1 Unfalldaten

Das Statistische Bundeamt stellt eine vielzahl an unterschiedlichen Datensätzen zur Verfügung. In diesem Dokument werden offizielle Unfalldaten mit Personenschaden für Regensburg ausgewertet. Diese können hier heruntergeladen werden.

library(tidyverse)
library(lubridate)
filenames <-
  list.files(
    path = here::here("data-raw/accidents")
  )
ReadGarbageData <- function(filename){

  # read a file
  data <- read_csv2(here::here("data-raw/accidents", filename))

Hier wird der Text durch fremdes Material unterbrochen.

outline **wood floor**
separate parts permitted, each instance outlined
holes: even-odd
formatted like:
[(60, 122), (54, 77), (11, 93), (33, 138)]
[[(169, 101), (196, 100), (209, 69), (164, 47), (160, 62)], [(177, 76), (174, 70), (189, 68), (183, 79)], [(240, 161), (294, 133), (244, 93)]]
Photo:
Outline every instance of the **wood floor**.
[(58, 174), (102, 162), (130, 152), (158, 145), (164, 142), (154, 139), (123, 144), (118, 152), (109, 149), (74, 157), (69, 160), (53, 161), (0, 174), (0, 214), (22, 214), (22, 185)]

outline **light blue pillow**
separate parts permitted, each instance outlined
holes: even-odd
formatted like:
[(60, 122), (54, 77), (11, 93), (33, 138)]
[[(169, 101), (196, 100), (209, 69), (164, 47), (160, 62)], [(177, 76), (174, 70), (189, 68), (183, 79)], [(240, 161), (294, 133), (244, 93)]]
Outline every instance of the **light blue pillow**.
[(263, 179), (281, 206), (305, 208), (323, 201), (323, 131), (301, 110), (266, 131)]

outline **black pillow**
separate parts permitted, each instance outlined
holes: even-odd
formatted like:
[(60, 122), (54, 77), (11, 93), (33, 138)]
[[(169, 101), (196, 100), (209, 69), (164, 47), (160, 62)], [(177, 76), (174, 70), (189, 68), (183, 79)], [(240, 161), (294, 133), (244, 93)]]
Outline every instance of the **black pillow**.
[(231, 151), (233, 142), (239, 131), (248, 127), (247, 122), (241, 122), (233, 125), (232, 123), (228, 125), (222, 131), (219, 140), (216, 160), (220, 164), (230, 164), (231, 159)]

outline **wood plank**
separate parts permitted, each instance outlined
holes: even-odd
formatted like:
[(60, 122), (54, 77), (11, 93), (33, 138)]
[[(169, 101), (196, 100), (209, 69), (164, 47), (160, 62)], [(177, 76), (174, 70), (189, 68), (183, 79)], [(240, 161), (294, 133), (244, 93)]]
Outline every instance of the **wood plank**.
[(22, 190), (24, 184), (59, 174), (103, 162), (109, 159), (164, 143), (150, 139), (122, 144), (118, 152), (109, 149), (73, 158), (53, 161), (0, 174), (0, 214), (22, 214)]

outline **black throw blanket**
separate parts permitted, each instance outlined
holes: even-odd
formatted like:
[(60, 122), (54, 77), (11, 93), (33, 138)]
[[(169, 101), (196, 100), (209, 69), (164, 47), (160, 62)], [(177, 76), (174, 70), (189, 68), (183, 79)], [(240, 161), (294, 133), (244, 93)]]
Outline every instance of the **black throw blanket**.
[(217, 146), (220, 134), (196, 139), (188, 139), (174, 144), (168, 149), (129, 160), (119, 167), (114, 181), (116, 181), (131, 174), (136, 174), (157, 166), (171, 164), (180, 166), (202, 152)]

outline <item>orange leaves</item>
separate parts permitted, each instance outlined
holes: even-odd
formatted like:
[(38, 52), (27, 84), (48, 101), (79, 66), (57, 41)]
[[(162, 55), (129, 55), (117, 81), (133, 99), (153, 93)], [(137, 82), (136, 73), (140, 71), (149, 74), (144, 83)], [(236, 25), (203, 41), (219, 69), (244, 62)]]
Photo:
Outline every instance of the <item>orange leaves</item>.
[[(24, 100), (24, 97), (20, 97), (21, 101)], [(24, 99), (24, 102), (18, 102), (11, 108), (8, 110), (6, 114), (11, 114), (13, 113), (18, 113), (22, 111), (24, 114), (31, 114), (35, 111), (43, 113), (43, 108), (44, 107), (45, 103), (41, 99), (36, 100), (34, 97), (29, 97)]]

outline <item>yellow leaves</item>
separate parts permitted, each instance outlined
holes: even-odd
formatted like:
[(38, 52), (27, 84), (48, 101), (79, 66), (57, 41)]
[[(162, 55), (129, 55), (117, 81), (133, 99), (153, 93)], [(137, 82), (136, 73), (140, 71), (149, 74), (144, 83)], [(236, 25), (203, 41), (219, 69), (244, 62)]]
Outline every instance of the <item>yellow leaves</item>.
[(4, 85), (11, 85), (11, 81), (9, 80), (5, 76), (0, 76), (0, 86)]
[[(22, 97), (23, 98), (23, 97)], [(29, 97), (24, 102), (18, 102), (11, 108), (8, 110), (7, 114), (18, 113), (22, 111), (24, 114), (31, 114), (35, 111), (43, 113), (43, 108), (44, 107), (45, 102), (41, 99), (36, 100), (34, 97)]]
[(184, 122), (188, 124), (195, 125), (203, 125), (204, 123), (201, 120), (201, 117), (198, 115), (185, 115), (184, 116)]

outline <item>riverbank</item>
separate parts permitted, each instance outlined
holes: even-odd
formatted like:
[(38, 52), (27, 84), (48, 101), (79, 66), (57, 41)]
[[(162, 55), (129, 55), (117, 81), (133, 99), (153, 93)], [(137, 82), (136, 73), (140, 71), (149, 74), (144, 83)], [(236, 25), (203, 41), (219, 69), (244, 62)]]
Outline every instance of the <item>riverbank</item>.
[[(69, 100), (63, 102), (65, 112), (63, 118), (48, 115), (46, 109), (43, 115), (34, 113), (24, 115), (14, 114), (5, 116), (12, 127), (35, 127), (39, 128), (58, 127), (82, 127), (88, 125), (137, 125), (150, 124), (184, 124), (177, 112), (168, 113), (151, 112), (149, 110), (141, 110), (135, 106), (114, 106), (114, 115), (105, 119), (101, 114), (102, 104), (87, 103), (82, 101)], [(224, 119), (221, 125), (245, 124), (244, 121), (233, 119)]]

  # the files have different headers
  # this key corrects that
  col_key <-
    c(
      # ids
      FID = "id1",
      OBJECTID = "id2",
      OBJECTID_1 = "id2",
      UIDENTSTLA = "id3",
      UIDENTSTLAE = "id3",
      # lighting
      ULICHTVERH = "light_condition",
      LICHT = "light_condition",
      # street condition
      IstStrasse = "street_condition",
      STRZUSTAND = "street_condition",
      # other
      IstSonstig = "other",
      IstSonstige = "other",
      # common
      ULAND = "land",
      UREGBEZ = "bezirk",
      UKREIS = "kreis",
      UGEMEINDE = "gemeinde",
      UJAHR = "year",
      UMONAT = "month",
      USTUNDE = "hour",
      UWOCHENTAG = "weekday",
      UKATEGORIE = "severity",
      UART = "kind_of_accident",
      UTYP1 = "type_of_accident",
      IstRad = "bicycle",
      IstKrad = "bike",
      IstPKW = "car",
      IstFuss = "pedestrian",
      IstGkfz = "truck",
      LINREFX = "linref_x",
      LINREFY = "linref_y",
      XGCSWGS84 = "lng",
      YGCSWGS84 = "lat"
    )

  # correct col names via the key
  names(data) <- col_key[names(data)]

  # correct col types
  data <-
    data |>
    mutate(
      bezirk = as.character(bezirk),
      year = as.numeric(year),
      month = as.numeric(month),
      hour = as.numeric(hour)
    )

  return(data)
}
data <-
  filenames |>
  map_dfr(
    ReadGarbageData
  ) |>
  select(-starts_with("id"))
data <-
  data |>
  filter(
    land == "09" &
    bezirk == "3" &
    kreis == "62" &
    gemeinde == "000"
  ) |>
  select(-kind_of_accident, -type_of_accident, -linref_x, -linref_y) |>
  select(-land, -bezirk, -kreis, -gemeinde)

# add id
data <-
  data |>
  mutate(
    id = row_number()
  ) |>
  select(id, everything())
data <-
  data |>
  mutate(
    datetime = glue::glue("{month}-{year}-{hour}") |>
      parse_datetime(format = "%m-%Y-%H")
  ) |>
  mutate(
    weekday = wday(weekday, label = TRUE),
    date = date(datetime)
  ) |>
  mutate(
    across(
      .cols = c(severity, light_condition, street_condition),
      .fns = as_factor
    )
  ) |>
  mutate(
    across(
      .cols = bicycle:other,
      .fns = as.logical
    )
  ) |>
  mutate(
    severity = fct_recode(
      severity,
      "Toedlich" = "1",
      "Schwer" = "2",
      "Leicht" = "3"
    ),
    light_condition = fct_recode(
      light_condition,
      "Tageslicht" = "0",
      "Dämmerung" = "1",
      "Dunkelheit" = "2"
    ),
    street_condition = fct_recode(
      street_condition,
      "Trocken" = "0",
      "Nass/Feucht" = "1",
      "Winterglatt" = "2"
    )
  )
data |> 
  DT::datatable()

1.1 Geocode

Der folgende Chunk fügt den einzelnen Unfällen die passende Adresse hinzu. Dies dauert wegen fehlender Parallelisierung recht lange (1-2 Stunden), und wurde in der Auswertung nicht wirklich benötigt. Daher wird der Code nicht ausgeführt.

pb <-
  progress::progress_bar$new(
    format = "Lade Geodaten :current/:total [:bar] :percent (eta: :eta)",
    total = nrow(data)
  )

pb$tick(0)

data <-
  map2_dfr(
    .x = data$lng,
    .y = data$lat,
    .f = function(x = .x, y = .y){

      geodata <- photon::reverse(x, y) |>
        select(name:country)

      pb$tick()

      return(geodata)
    }
  ) |>
  mutate(
    id = row_number(),
    street = ifelse(is.na(street), name, street)
  ) |>
  right_join(data, by = c("id"))

remove(pb)

1.2 CSV/RDA speichern.

# data
write_csv2(
  x = data,
  file = here::here("output/regensburg_data.csv")
)

save(
  list = c("data"),
  file = here::here("data/regensburg_data.rda")
)